Now that the Mueller probe has ended (I think that’s the takeaway from the promise that there would be no more indictments), Deep State perfidy will only grow more sinister.  Gird your loins, President Trump.

The Deep State is Real, Part II: US Ambassadors and DOJ Conspired Against Trump

Congressman Mark Meadows (R-NC) dropped a bombshell earlier this week:  Obama-era US ambassadors conspired with the Department of Justice against President Trump.  Every site I find points back to the original Washington Examiner piece linked above, although the blog Independent Sentinel has a bit more commentary, tying it back to the fake Christopher Steele dossier.

You’ll recall the Steele dossier is a document the Clinton campaign commissioned through back-channels (a law firm), which was then used to obtain a FISA warrant to wiretap then-candidate Trump’s communications.  That mendacious original sin spawned the odious “Russian collusion” narrative that lingers around the Trump Administration like a bad fart.  Andrew McCarthy in National Review calls the dossier a “Clinton-campaign product.”

Regardless, if Meadows is correct, it serves as further proof that the Washington “Deep State”—the “Swamp”—is very, terrifyingly real.  It will stop at nothing to disrupt President Trump’s America First agenda, and subvert a free and fair election.

What’s most chilling about all this chicanery is not that it targets President Trump particularly (although that certainly creates its own problems—few good, conscientious Americans will choose to run for public office, especially as conservatives, unless they have the cash and the guts to risk everything).  Rather, it suggests that our experiment in self-government is dangerously threatened by a group of unelected elites cloistered in the Washington foreign policy and law enforcement establishment.

America stands at a crossroads.  We’ve arrogated ever-more power to an unaccountable federal bureaucracy.  Many conservatives—myself included—hoped that the extended government shutdown would aid in the draining of the Swamp.  So far, though, it seems that the president is still surrounded by enemies.

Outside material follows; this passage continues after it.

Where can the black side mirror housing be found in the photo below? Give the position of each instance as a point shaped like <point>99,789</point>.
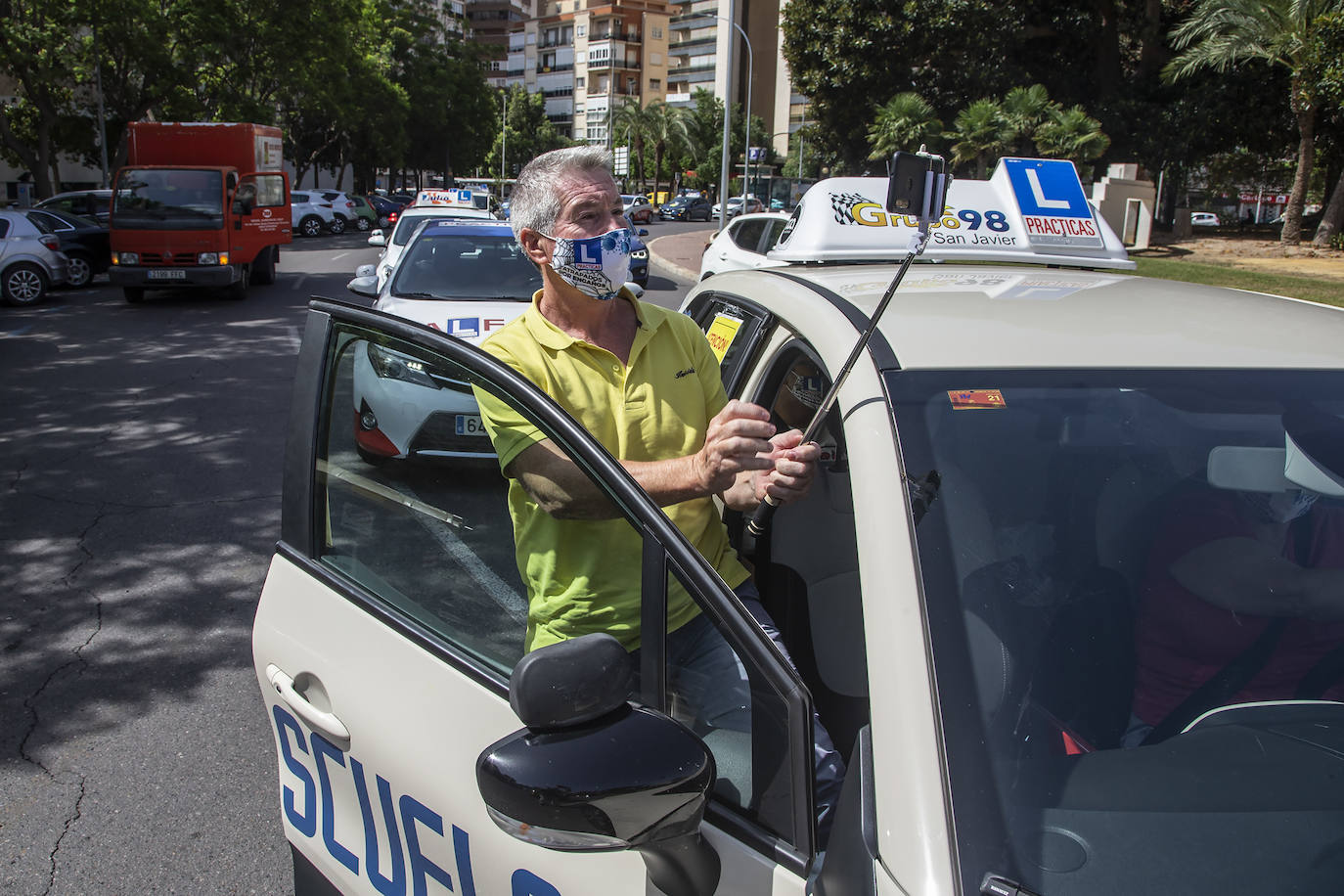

We have a choice:  we continue down the current road, ceding more power to the government, and hoping against hope for some kind of “enlightened, constitutionalist despot” to restore as much of our constitutional framework as possible.  President Trump’s difficulties weeding out seditious bureaucrats suggest that path is incredibly difficult, and it will make presidential contests—as well as Supreme Court nominations—increasingly vicious.  The progressive Left has an edge in the culture, the institutions, government, and on the streets.

The other option is weed out the federal bureaucracy, strike down the administrative state, and restore power to Congress.  Restoring power to the States would also reduce the emphasis on national politics über alles.

But conservative politicians have been peddling those nostrums for years, without much headway.  Thus, we find ourselves struggling along with a feeble Congress, a dictatorial federal court system, an arrogant administrative regime, and a presidency that is both excessively powerful and, paradoxically, unable to control its own bureaucracy.

Something has to give.  President Trump has fought back ably overall, but one man alone cannot restore our constitutional order.  Indeed, that’s the whole point of our system—to diffuse power broadly.  He’s done what he could through the constitutional powers at his disposal.

I don’t know what the future holds, but if we want to continue the grand experiment in self-government, we have to hobble the Deep State—indeed, it must be destroyed.